An officer searches men in Parkwood on the Cape Flats on Wednesday, when Cape Town Metro Police conducted operations in the area.
Image: ESA ALEXANDER

The South African Human Rights Commission has written to the public protector over alleged “corruption” in the allocation of government housing‚ a key issue driving protests across Cape Town.

Commissioner Chris Nissen addressed media and community members in pouring rain under a small tin roof on a resident’s stoep in Parkwood on Thursday.

Storm water washed dozens of spent shotgun cartridges into a cluster in the gutter as a few sentries kept a barricade fire going with whatever flammable rubbish they could find.

Nissen said residents’ demands for decent housing were reasonable‚ although he condemned “violence and illegal activity”.

He said: “We are there to say that people have the right to housing‚ sanitation and water‚ and particularly these communities that have been neglected. These people need to be heard.”

Nissen said the commission noted protests across Cape Town and the Overstrand Municipality over access to housing and land.

“It’s not only here‚ it’s all over the Western Cape‚” he said. “We have it in Scottsdene‚ Kraaifontein‚ Macassar‚ Ocean View‚ Mount Pleasant‚ and in Gansbaai this morning people are marching as well. As the commission‚ we are very concerned about what’s happening.”

Missing from his list was Mitchells Plain‚ but land occupations have spread across virtually all of Cape Town’s significant indigent communities‚ and always result in clashes with law enforcement authorities and escalation in violence.

In Parkwood this week‚ hundreds of residents who have been living in shacks in the backyards of rental housing units started occupying an open field next to the M5 highway.

Parkwood Backyarders Association leader Dominic Booysen said many of them had been living in backyards for decades after forced removals by the apartheid government displaced non-whites from economic hubs and affluent neighbourhoods.
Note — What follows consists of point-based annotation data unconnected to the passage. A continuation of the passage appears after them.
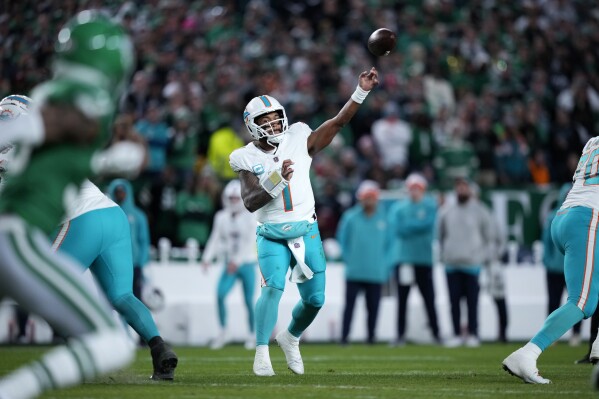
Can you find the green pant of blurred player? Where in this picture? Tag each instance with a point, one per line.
(56, 146)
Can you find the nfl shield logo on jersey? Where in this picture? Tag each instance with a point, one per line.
(258, 169)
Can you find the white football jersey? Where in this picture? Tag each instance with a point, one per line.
(233, 236)
(296, 202)
(585, 191)
(90, 198)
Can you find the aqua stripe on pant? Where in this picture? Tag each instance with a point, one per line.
(101, 241)
(574, 232)
(274, 258)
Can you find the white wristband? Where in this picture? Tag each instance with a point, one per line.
(273, 183)
(26, 129)
(359, 95)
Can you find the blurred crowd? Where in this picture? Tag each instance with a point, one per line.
(505, 93)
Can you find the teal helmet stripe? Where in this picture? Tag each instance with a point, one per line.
(18, 98)
(266, 101)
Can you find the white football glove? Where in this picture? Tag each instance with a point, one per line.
(124, 158)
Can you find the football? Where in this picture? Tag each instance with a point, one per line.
(382, 42)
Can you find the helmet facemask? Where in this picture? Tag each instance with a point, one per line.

Since then they have been on waiting lists for government housing units.

“At the moment while it’s raining we have to look at the circumstances of backyarders in Parkwood. In some structures there are five to seven families‚” he said.

Booysen said their fight was for housing for backyarders. “For us the waiting lists are a corruption. At the moment I have proof of people who were on the waiting lists for two or three years and who got houses.

“If the city has one waiting list‚ how can it be that I am on the waiting list for 17 years‚ and you who are on the list for five years got a house in Pelican Park? It doesn’t make sense‚” he said.

Residents also expressed anger at the way law enforcement officers and riot police dealt with the protests.

However‚ law enforcement authorities and some residents claimed a “criminal element” mingled with protesters on Wednesday.

The Rev Barry Isaacs‚ from Concerned Clergy Western Cape‚ has observed protests in Grassy Park and Parkwood first hand‚ and although he endorsed people’s the broader protest he also condemned violence and destruction of property.

He said he was concerned about gangsters and politicians. “There was a big criminal element here yesterday‚ they are using the situation to spread their territory.

“The politicians are doing the same thing‚ trying to score political points‚” he said‚ referring to the ANC caucus leader in the City of Cape Town‚ Xolani Sotashe‚ who addressed a swelling crowd on the open field next to the M5.

Sotashe called on people to demand answers from the city. “I’m here to say to the people of Parkwood‚ there is nothing wrong for them to stand up and demand for their rights. I mean‚ people are staying in the backyards here‚ you can see for yourself the conditions‚” he said.

As the politicians and cameras left‚ young men and women were gathering for the next clashes with police.

Community youth leader Chad Crowley went around the group of people asking for money for petrol. “We are shutting down the M5‚ ons gat hulle sakke slat [we are going to hit their pockets]‚” he said.

Moments later the crowd had occupied the M5 and were clashing with police again. It was a small taste things to come‚ said Isaacs. “If we don’t have radical transformation‚ we’ll go over the cliff.”